New Hanover Lutheran Church
The Reverend Anthony Jacobs Henckel’s first church in America – 1717
Anthony Jacob and his family, before leaving Germany for America, bought 500 acres of land from the Frankfort Land Company in what was know as the “Falkner Swamp”. The land was so named because it was manged by a Lutheran Pastor named Daniel Falkner. As Anthony and his family discovered upon arrival the land was anything but a “swamp”. It was some of the most fertile farm land that had been discovered in America.
Pastor Faulkner and two other Lutheran Pastors had organized and built a congregation of Lutherans starting around 1694. It had grown and a log church was build in the early 1700’s. When the Henckels arrived Anthony Jacob became the second Pastor of the New Hanover Lutheran Church located near the land his family had purchased. The artist rendering below shows what Pastor Henckel new church probably looked like when he arrived. Anthony Jacob was pastor at the church from 1717 until his death in 1728.
Reverend Henckel was helping to establish St. Michael’s Lutheran Church in Germantown, PA during much of the 1720’s. He would attend meeting and conduct services in Germantown as part of his duties.
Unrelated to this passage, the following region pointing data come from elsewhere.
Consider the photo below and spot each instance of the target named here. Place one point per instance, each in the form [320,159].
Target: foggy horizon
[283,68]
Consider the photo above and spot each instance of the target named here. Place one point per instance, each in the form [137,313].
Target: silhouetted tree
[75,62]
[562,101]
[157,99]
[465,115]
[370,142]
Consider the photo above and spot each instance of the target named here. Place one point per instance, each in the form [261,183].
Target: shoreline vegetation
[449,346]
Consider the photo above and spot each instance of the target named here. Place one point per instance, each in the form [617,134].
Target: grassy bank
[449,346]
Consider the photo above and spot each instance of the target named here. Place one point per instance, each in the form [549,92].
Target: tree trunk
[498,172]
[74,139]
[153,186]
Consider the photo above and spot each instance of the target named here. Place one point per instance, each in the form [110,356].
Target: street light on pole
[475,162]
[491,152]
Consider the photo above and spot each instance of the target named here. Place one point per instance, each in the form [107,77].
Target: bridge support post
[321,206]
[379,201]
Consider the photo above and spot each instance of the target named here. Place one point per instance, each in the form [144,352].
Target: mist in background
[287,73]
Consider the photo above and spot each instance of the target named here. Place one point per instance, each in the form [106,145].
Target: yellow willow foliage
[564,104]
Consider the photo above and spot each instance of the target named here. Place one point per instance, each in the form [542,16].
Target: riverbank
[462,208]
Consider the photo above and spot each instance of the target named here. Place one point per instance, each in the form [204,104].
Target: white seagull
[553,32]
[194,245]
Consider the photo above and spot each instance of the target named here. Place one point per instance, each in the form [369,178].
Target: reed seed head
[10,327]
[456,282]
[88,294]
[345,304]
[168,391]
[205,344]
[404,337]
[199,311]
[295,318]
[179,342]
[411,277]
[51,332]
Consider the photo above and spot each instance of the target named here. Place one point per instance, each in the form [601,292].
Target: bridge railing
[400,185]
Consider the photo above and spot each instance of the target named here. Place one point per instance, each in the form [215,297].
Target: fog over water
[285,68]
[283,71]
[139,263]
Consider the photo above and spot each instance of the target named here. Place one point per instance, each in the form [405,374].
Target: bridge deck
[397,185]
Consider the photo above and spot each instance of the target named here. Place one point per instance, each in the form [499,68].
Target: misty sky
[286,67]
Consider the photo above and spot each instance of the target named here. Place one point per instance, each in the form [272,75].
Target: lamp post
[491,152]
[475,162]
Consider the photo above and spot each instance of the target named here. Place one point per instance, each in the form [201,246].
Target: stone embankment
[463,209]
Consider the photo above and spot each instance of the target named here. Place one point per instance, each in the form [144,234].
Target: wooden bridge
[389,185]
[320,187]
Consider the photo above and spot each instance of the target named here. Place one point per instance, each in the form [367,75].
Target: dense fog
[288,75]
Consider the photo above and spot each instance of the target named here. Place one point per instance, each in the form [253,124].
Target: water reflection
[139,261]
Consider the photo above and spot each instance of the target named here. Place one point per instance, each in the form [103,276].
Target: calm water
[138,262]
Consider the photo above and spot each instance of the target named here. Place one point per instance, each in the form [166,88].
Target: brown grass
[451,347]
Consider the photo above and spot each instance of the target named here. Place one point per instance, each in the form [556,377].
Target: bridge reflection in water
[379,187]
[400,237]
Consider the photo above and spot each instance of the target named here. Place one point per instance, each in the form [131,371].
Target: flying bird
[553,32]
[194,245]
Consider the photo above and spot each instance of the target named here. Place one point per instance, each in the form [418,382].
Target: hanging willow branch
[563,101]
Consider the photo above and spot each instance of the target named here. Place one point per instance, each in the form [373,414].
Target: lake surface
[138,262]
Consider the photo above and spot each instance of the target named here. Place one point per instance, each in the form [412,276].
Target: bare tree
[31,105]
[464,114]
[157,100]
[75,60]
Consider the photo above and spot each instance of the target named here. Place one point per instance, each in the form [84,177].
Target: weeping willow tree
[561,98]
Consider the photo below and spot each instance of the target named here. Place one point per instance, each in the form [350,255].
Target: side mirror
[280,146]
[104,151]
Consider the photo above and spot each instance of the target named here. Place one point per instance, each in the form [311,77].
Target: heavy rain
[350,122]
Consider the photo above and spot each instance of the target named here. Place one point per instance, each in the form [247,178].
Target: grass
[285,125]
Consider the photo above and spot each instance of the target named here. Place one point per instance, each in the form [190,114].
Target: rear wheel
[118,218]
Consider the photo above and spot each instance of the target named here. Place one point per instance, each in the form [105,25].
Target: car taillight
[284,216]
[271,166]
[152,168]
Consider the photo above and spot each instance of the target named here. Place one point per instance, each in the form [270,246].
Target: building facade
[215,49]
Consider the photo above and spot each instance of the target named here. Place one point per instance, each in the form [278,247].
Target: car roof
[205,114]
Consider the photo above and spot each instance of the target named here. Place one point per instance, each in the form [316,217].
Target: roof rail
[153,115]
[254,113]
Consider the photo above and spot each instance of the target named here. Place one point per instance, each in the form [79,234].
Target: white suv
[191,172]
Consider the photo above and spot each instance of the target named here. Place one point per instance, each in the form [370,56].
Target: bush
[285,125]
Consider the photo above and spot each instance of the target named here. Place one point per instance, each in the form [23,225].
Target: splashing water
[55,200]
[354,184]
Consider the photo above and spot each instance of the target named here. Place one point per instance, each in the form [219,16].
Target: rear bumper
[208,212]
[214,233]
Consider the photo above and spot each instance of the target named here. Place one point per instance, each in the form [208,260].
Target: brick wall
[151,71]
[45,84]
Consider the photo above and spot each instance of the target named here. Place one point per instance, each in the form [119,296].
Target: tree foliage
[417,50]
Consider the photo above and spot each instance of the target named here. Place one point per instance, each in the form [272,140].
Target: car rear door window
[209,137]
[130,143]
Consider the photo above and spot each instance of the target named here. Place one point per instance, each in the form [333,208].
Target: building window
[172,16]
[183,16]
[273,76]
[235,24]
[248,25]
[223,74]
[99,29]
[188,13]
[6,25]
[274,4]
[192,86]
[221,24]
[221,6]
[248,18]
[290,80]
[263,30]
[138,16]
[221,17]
During the 40 mile horseback ride, which would take a couple of days, he would stop along the way to minister to other Lutherans. On his last trip, his horse threw him, he died the following day at a friends home just outside of Germantown. St. Michael’s Lutheran was completed shortly after Pastor Henckel’s untimely death.
New Hanover Lutheran Church as it looked in 1743, when Rev. Henry Melchior Muhlenberg dedicated it in 1743.
St. Michael’s Lutheran Church as it looked in 1865
I was studying the history of St. Michael’s Lutheran Church recently and ran across a website for The Germantown Historical Society. On the site, I found all kinds of great information on Germantown’s history, fantastic homes that remain from the 17th and 18th Century, and was able to purchase a picture of the second St. Michael’s Lutheran Church. The first church was completed in 1730 after Anthony Jacob’s death. The church was enlarged in 1746, and the second church was built in 1816 and demolished in 1865, to make room for the current structure completed in 1896. The picture below is from 1865, right before the second church was demolished. I wonder what they did for a church during those 31 years? The cemetery and fence looks similar to the way they look today, a little less worn I must say. I read that the new church was built much further back from Germantown Road than the second church, on the same plot of land and did not disturb the grave sites.
I look forward to visiting The Germantown Historical Society on my next trip to Germantown in 2017 with you all!!! Thanks to them for allowing me to publish this picture.